Example usage of iconv (substitute iso-8859-1 with the charset you are converting from)

(Check the output is sane)

iconv -f iso-8859-1 -t utf-8<filename>

(Convert a file, you must create another file)

iconv -f iso-8859-1 -t utf-8<filename> > <newfile>

app-text/recode can also be used for this purpose.

An other application is app-text/recode to convert from ISO-8859-15 (also known as Latin-9) to UTF-8 do recode l9..u8 <my>.xml

Note

Having UTF-8 enabled, does not mean that your computer finds all the fonts required. Fonts and character encoding is not the same!

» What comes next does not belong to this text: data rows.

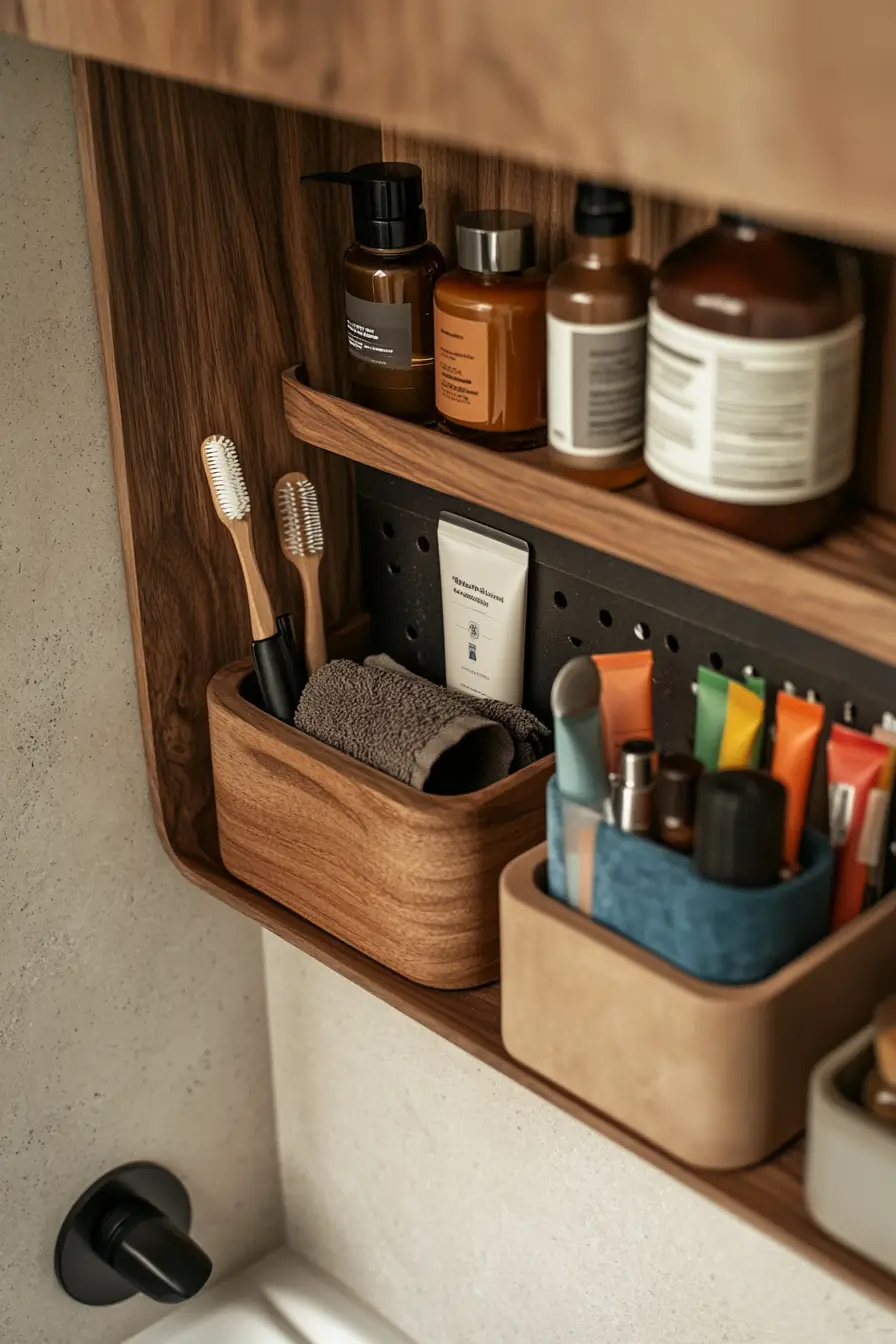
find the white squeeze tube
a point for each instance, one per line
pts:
(484, 588)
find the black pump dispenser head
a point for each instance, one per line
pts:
(387, 203)
(602, 211)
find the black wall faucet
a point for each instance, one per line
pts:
(129, 1234)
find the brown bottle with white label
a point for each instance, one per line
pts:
(754, 348)
(390, 272)
(597, 338)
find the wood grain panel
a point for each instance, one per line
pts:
(842, 589)
(198, 262)
(781, 105)
(769, 1196)
(457, 179)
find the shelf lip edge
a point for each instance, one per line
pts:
(739, 1192)
(787, 588)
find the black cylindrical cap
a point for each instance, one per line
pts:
(387, 203)
(734, 219)
(602, 211)
(676, 788)
(740, 828)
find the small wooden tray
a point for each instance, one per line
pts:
(409, 878)
(715, 1074)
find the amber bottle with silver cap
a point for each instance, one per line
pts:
(490, 351)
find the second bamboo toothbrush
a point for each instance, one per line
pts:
(301, 538)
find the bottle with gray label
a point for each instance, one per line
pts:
(388, 273)
(597, 307)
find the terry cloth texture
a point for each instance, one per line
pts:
(529, 735)
(407, 727)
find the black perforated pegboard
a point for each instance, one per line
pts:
(585, 601)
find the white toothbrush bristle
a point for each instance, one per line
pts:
(290, 523)
(227, 477)
(301, 531)
(312, 530)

A problem when having so many characters is to find what number corresponds to what character. A link to help is http://www.unicode.org/charts/index.html or http://unicode.coeurlumiere.com/

beep

Sending out 0x07 the bell character or using C printf("\a"); (a stands for alert) or echo -e '\a' or echo -ne '\007' (-e interprets the \ character) should make a beep. However this might fail, since the loudspeaker is a device and in a multi user system as Linux there might be no permission to beep.

There is also a package called beep, after installing it beep can be tested in the console. As beep -h or man beep shows, beep has some options

Note

Especially in a desktop environment it might happen that the root console can beep but the user console not. A way out is using the sound card and do aplay <soundfile>

Finally there needs to be the kernel module pcspkr that controls the speaker.